We use the package 'ape'
library(ape)
Load the tree and data for Geospiza sparrows
geodata <- read.table("../data/geospiza.txt")
geotree <- read.nexus("../data/geospiza.nex")
plot(wingL ~ tarsusL, geodata)
Drop tips for which no data
geotree <- drop.tip(geotree, "olivacea")
Create numeric vector for traits
wingL <- geodata$wingL
tarsusL <- geodata$tarsusL
Add rownames to allow R to associate data with correct names on tree
names(wingL) <- row.names(geodata)
names(tarsusL) <- row.names(geodata)
To calculate contrasts that have been scaled using the expected variances
ContrastwingL <- pic(wingL, geotree)
ContrasttarsusL <- pic(tarsusL, geotree)
Plot these
plot(geotree)
nodelabels(round(ContrastwingL, 3), adj = c(0, -0.5), frame = "n")
nodelabels(round(ContrasttarsusL, 3), adj = c(0, 1), frame = "n")
RegressTarsusWing <- lm(ContrastwingL ~ ContrasttarsusL - 1)
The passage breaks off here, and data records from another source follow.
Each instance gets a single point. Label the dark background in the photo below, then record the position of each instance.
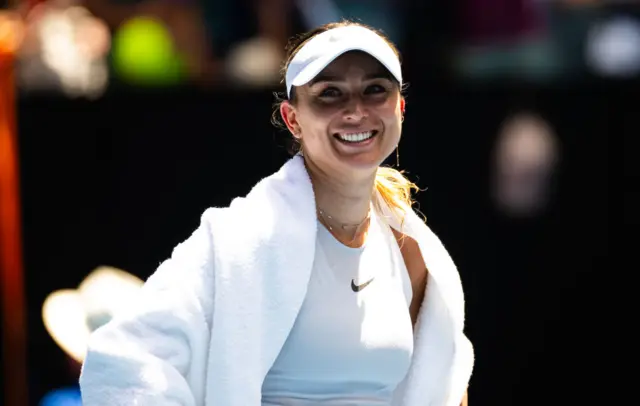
(120, 181)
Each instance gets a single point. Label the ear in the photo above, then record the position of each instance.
(289, 116)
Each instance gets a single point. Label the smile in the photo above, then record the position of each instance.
(353, 138)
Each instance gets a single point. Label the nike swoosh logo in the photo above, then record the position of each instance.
(358, 288)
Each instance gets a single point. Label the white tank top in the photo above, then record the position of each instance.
(352, 341)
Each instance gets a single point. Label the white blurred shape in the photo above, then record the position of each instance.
(67, 52)
(613, 47)
(71, 315)
(255, 62)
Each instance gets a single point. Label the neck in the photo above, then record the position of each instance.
(346, 200)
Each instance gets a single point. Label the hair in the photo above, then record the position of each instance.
(391, 184)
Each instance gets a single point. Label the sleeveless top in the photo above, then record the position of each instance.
(352, 341)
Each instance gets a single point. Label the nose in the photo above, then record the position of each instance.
(355, 110)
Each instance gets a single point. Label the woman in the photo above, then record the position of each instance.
(312, 289)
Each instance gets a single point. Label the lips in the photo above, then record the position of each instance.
(356, 137)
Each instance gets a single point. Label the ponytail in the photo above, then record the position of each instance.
(395, 190)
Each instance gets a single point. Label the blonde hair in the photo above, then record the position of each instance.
(391, 185)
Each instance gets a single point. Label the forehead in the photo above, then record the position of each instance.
(354, 62)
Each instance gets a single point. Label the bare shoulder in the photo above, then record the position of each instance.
(412, 257)
(418, 272)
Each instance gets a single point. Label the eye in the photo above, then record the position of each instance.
(375, 89)
(330, 92)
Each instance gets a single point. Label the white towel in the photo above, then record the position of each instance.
(212, 319)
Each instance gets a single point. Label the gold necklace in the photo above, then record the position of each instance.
(324, 216)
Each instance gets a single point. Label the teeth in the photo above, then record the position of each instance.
(357, 137)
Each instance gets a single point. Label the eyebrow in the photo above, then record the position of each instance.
(324, 77)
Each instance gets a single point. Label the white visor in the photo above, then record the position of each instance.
(324, 48)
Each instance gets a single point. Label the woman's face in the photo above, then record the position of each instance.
(348, 118)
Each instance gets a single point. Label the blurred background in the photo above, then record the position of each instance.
(133, 116)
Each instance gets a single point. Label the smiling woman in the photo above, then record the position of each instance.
(321, 286)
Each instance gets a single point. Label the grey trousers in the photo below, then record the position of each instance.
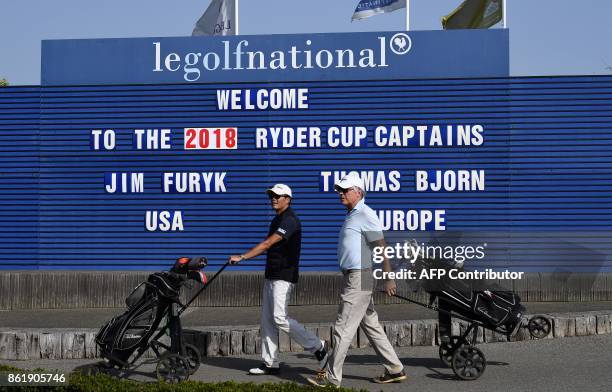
(274, 318)
(357, 308)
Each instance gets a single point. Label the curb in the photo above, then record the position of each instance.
(235, 340)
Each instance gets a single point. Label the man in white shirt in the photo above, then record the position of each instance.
(361, 227)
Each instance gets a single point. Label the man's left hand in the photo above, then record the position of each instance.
(390, 287)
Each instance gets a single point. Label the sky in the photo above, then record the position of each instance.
(547, 37)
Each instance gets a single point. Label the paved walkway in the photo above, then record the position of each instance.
(218, 316)
(549, 365)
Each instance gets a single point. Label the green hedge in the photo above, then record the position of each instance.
(103, 383)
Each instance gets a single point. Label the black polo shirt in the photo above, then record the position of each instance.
(283, 258)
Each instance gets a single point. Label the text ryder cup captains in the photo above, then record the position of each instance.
(236, 57)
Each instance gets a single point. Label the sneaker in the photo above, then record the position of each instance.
(321, 380)
(322, 354)
(264, 370)
(388, 377)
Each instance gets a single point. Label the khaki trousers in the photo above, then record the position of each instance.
(357, 308)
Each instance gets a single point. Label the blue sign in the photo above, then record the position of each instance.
(304, 57)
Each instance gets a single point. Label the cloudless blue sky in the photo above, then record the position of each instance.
(547, 37)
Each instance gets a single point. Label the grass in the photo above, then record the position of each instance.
(78, 382)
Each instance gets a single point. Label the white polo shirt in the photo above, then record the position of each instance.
(361, 227)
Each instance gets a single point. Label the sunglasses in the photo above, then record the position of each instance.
(344, 191)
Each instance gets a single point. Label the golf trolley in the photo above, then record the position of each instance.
(125, 339)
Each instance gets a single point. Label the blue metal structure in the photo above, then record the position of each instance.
(546, 158)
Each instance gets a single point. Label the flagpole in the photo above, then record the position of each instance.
(236, 16)
(407, 15)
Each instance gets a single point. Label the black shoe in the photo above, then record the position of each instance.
(388, 377)
(264, 370)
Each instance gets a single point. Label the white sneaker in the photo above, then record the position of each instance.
(322, 354)
(263, 370)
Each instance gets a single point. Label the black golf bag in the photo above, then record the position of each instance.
(479, 303)
(153, 309)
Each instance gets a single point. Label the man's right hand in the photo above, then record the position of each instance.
(235, 259)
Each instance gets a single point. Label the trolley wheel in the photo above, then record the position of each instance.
(539, 326)
(468, 363)
(193, 357)
(447, 349)
(172, 369)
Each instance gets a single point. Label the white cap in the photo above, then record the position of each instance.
(280, 189)
(348, 181)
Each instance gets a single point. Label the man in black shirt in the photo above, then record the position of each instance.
(282, 264)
summary.lm(RegressTarsusWing)
##
## Call:
## lm(formula = ContrastwingL ~ ContrasttarsusL - 1)
##
## Residuals:
## Min 1Q Median 3Q Max
## -0.1077 -0.0418 -0.0257 0.0775 0.2551
##
## Coefficients:
## Estimate Std. Error t value Pr(>|t|)
## ContrasttarsusL 1.076 0.157 6.86 2.7e-05 ***
## ---
## Signif. codes: 0 '***' 0.001 '**' 0.01 '*' 0.05 '.' 0.1 ' ' 1
##
## Residual standard error: 0.126 on 11 degrees of freedom
## Multiple R-squared: 0.81, Adjusted R-squared: 0.793
## F-statistic: 47 on 1 and 11 DF, p-value: 2.74e-05
plot(ContrastwingL, ContrasttarsusL)
abline(RegressTarsusWing)
library(nlme)
Read in tree
geotree <- read.nexus("../data/geospiza.nex")
geospiza13.tree <- drop.tip(geotree, "olivacea")
geodata <- read.table("../data/geospiza.txt", row.names = 1)
Create specific dataframe
wingL <- geodata$wingL
tarsusL <- geodata$tarsusL
DF.geospiza <- data.frame(wingL, tarsusL, row.names = row.names(geodata))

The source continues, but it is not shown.